13.3 The Clickstream | Internet-Enabled Business Intelligence


Team-Fly

	Internet-Enabled Business Intelligence By William A. Giovinazzo
	Table of Contents

	Chapter 13. Swimming in the Clickstream

13.3 The Clickstream

The Web server records every step of our customer's interaction with our Web site. This means that every time the user goes from one point in our site to the next , the Web server records every file or image that is downloaded, every Web page that is opened. Typically, a Web server uses four logs: transfer, error, referrer, and agent. These are ASCII files whose fields are either tab-, space-, or comma-delimited. Figure 13.2 shows how the server records interactions with the users in each log.

Figure 13.2. Web server log files.

graphics/13fig02.gif

The process may not begin at our own site. Perhaps the customer comes to our site from a link on a partner's Web site. The referrer log records this action. When a page is downloaded from the Web server to the customer's browser, the transfer log records a hit . A hit is often mistaken for accessing a specific Web page. Hits actually refer to the number of files accessed from a site. In addition to Web pages, graphic images, banner ads, and hyperlinks are hits on a site and are recorded in the transfer log. While this may seem curious at first, consider how the Web server views these objects. Each objectWeb page, image, and banner adis a file. The Web server does not distinguish between them. When requested , they are all sent to the client via HTTP in the same way. There is no reason for the server to distinguish between them.

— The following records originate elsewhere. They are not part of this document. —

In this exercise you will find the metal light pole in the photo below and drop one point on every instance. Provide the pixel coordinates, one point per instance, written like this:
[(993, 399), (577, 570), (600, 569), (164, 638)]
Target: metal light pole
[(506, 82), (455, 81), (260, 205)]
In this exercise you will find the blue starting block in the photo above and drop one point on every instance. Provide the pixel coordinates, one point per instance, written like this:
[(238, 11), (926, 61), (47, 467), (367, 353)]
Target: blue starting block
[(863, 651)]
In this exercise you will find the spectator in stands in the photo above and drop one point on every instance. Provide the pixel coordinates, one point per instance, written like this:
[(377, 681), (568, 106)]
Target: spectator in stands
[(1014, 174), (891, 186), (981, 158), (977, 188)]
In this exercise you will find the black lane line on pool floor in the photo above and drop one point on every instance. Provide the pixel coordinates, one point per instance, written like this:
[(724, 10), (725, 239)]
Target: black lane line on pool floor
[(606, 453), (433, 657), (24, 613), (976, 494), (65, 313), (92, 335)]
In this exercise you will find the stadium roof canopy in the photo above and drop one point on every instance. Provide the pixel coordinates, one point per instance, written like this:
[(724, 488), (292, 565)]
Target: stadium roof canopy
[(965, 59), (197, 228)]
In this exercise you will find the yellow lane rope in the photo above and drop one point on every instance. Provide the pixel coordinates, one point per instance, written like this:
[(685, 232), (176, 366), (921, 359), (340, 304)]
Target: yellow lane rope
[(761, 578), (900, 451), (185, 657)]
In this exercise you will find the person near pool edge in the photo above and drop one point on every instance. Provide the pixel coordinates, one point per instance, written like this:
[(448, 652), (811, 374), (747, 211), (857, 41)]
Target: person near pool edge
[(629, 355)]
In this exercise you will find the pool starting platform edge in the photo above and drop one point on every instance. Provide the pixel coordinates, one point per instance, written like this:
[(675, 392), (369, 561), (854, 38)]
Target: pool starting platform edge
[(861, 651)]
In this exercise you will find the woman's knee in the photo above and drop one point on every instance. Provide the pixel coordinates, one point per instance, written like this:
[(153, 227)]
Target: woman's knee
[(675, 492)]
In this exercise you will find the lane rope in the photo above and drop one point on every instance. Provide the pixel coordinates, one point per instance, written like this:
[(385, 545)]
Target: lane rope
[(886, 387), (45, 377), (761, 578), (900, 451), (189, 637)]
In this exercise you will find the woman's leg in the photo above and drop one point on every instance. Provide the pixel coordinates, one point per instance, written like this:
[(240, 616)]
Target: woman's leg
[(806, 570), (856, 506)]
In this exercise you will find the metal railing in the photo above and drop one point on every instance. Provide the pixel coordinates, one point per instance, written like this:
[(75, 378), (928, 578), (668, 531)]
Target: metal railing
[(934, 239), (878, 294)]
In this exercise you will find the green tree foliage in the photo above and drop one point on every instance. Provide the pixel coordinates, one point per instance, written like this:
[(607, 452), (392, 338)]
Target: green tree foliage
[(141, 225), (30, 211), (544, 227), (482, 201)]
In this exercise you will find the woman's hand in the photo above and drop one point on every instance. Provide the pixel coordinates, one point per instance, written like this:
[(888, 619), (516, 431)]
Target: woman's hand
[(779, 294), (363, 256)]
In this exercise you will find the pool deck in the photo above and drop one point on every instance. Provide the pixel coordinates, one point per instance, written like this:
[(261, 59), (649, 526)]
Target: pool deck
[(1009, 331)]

The Web server records the status of the transfer in the status log. It also records the type of client making the request of the server in the agent log. Since so much of our clickstream information originates in the transfer log, we examine this log in more detail.

13.3.1 TRANSFER LOG FILE

The transfer log file records the transactions between the client and the Web server. This is the main source of clickstream data. From the entries in this log, we can link a domain name or IP address with a request for a specific page on our Web site. The NCSA (National Center for Supercomputing Applications) has described a standard transfer log file format. Figure 13.3 provides a sample transfer log file entry.

Figure 13.3. Sample transfer log file entry.

graphics/13fig03.gif

The entry presented in the figure is an example of a common log file entry. In addition, an extended format to the log file record includes a referrer and agent field. The following list describes each of the fields in the log file.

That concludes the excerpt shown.